Sebuah studi baru-baru ini yang menarik oleh Oscar Venter dari University of Queensland melihat untuk membandingkan keuntungan dari penjualan minyak sawit dan kayu yang akan dihasilkan perusahaan dibandingkan pendapatannya jika ingin menjual kredit karbon REDD dan benar-benar berkomitmen untuk melestarikan hutan hujan. Studi ini berfokus pada wilayah berhutan Kalimantan, Indonesia, di mana deforestasi telah menyebabkan kemarahan di antara kelompok-kelompok lingkungan. Oscar Venter dan timnya menghitung jumlah kredit karbon potensial REDD yang dapat dihasilkan perkebunan dan memperkirakan bahwa jika setiap kredit dapat dijual seharga $ 10 (£ 6), melestarikan hutan bisa lebih menguntungkan daripada membuka lahan untuk kelapa sawit.
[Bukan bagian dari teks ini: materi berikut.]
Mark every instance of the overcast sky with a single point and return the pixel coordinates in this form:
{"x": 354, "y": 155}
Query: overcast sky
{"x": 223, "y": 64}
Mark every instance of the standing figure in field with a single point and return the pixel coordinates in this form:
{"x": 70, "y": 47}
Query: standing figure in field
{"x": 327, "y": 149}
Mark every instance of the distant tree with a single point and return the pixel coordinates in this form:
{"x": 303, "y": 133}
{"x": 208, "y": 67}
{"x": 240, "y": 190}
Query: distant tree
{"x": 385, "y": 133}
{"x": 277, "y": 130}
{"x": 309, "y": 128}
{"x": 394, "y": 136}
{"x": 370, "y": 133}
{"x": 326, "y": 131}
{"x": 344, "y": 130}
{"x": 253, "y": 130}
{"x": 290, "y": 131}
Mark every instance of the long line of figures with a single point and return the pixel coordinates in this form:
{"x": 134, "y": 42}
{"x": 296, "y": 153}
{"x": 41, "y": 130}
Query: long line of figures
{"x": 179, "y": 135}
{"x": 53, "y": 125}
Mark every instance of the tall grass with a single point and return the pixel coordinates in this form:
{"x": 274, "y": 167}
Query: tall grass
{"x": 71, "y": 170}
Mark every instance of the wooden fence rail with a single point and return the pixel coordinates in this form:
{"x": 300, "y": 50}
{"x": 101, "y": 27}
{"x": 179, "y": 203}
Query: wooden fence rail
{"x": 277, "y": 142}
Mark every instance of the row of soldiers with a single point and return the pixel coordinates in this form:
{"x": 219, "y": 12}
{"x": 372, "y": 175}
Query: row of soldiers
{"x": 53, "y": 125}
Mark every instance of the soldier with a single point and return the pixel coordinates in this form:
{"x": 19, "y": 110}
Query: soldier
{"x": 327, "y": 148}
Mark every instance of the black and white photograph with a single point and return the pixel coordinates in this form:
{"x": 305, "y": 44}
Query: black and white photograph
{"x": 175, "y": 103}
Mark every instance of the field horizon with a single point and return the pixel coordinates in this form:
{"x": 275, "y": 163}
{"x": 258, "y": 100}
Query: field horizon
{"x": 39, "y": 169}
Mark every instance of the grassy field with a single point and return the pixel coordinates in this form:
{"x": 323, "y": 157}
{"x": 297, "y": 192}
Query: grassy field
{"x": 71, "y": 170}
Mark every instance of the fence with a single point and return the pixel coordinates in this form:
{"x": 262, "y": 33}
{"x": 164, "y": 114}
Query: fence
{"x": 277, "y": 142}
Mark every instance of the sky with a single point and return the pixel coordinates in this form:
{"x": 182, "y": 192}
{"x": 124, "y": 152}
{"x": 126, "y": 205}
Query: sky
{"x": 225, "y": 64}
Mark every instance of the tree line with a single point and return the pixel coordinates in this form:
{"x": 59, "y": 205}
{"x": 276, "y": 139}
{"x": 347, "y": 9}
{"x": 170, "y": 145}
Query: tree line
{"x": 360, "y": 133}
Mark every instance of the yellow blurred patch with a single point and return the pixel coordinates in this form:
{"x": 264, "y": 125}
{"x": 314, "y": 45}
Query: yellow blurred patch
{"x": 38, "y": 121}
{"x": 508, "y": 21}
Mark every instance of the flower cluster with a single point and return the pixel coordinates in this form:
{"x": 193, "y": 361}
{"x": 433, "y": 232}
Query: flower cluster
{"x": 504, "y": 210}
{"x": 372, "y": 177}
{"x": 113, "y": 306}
Implementasi seperti itu, meskipun mungkin tampak seperti solusi yang baik, pasti akan menimbulkan kekhawatiran dan menyebabkan resistensi di antara hal. perusahaan minyak, yang telah menginvestasikan jumlah yang signifikan dalam perusahaan produksi dan proses. Tetapi dampak positif bahwa potensi beralih dari konsumsi kehutanan ke konservasi, dikombinasikan dengan pendapatan yang kompatibel, akan memberikan praktik bisnis yang lebih komprehensif yang menguntungkan semua pihak yang terlibat - perusahaan, masyarakat lokal dan lingkungan. Ini akhirnya memungkinkan perusahaan minyak kelapa untuk memiliki biskuit dan memakannya juga.